Bild: Die britische Premierministerin Theresa May besucht den Tatort in Salisbu…
Wir sind die Guten, das ist sowieso klar. Wer „wir“ sind, hängt von der
jeweiligen Situation ab, mal sind wir vor allem Bayern oder Niedersachsen,
mal Deutsche und gelegentlich auch einfach Teil der freien Welt. Wenn wir
gerade nicht genau wissen, wer zu uns gehört und wer nicht, können wir uns
jederzeit an unseren Heimatminister wenden. Der erklärt uns das gerne. Fest
steht jedenfalls: Wenn eine oder einer von uns sagt, dass jemand anders
böse ist, dann ist das auch so. Beweise brauchen wir dann nicht mehr.
Russland gehört nach keiner Definition zu uns, noch weniger als der Islam.

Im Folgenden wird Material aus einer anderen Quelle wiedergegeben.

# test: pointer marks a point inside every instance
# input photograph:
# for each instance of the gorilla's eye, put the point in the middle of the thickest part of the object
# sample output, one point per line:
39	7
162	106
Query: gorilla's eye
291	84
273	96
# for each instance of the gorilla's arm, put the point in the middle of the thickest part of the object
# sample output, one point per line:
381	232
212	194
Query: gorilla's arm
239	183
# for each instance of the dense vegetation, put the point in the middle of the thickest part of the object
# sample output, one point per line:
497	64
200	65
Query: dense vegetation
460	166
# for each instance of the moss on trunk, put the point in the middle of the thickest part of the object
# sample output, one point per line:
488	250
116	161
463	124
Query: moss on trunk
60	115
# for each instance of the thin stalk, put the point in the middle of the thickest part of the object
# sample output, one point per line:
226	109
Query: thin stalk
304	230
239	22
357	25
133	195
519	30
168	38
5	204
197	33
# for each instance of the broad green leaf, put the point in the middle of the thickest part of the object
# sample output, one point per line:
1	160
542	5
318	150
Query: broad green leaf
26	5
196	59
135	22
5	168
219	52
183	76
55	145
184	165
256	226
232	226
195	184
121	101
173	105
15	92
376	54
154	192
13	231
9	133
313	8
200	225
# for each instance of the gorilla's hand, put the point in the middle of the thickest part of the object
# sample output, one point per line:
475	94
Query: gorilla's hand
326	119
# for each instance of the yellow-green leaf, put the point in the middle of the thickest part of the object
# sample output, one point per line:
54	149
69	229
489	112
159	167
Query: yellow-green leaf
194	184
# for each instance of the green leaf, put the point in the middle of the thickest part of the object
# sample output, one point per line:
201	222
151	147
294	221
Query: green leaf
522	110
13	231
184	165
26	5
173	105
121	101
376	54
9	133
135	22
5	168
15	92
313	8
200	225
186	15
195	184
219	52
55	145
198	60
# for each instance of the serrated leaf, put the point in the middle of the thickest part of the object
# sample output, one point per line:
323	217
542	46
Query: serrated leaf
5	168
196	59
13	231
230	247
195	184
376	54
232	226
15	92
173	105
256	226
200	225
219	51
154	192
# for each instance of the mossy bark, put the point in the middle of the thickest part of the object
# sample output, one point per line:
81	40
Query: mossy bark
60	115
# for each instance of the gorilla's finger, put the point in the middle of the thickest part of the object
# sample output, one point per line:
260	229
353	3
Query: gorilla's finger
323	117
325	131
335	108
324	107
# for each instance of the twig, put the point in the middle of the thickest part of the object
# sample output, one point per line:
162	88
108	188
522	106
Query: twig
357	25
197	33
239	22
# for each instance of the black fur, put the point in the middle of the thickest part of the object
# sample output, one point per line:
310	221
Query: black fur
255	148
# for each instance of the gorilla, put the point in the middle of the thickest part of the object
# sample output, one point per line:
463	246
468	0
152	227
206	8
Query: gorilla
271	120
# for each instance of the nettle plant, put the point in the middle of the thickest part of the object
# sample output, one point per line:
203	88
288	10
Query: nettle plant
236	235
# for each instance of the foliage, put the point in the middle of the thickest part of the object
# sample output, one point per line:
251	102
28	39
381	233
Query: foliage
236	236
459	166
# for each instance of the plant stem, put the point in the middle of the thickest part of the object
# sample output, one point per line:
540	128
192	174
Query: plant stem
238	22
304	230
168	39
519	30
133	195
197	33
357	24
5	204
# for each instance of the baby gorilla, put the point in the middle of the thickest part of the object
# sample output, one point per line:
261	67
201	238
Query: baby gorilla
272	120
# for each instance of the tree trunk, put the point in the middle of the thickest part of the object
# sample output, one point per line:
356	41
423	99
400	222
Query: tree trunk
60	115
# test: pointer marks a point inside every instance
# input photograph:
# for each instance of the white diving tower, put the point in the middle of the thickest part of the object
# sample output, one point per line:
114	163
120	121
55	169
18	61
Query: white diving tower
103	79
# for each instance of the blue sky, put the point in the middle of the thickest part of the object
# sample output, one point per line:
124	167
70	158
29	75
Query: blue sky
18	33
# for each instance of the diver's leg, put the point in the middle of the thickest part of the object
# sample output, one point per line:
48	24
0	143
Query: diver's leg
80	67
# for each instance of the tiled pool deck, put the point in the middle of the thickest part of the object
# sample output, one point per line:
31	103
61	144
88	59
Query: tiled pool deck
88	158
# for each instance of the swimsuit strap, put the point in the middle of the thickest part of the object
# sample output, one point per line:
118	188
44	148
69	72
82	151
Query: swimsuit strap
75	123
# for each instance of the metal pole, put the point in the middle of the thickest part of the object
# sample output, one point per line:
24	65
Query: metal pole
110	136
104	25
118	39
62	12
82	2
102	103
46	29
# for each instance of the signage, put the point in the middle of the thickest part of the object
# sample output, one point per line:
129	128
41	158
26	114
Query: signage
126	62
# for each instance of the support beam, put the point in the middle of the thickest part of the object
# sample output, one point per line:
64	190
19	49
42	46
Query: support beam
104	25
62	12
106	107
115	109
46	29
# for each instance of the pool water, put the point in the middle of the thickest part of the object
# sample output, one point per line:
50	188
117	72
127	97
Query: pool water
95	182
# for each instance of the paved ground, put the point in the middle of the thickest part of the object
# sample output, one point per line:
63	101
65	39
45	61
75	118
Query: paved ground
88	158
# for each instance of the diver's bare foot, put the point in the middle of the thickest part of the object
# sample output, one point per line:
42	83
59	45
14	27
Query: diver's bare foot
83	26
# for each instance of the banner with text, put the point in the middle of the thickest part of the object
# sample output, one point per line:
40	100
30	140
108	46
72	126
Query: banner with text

Deshalb erübrigen sich Nachfragen, wenn die britische Premierministerin
Theresa May – die eigentlich gerade nicht so dringend zu uns gehören will,
aber egal – die Russen für einen Giftgasangriff auf einen ehemaligen Spion
und seine Tochter [1][in Salisbury verantwortlich macht]. Stattdessen
lieber nachschauen, ob unsere Panzerkanonen einsatzbereit sind. Bei der
Bundeswehr weiß man ja nie.
Im Ernst: Es gibt starke Indizien, die darauf hinweisen, dass tatsächlich
die russische Regierung oder, mindestens ebenso alarmierend, der russische
Geheimdienst ohne Wissen der Regierung hinter dem Mordanschlag steckt. Aber
Indizien sind eben nicht dasselbe wie unwiderlegbare Beweise.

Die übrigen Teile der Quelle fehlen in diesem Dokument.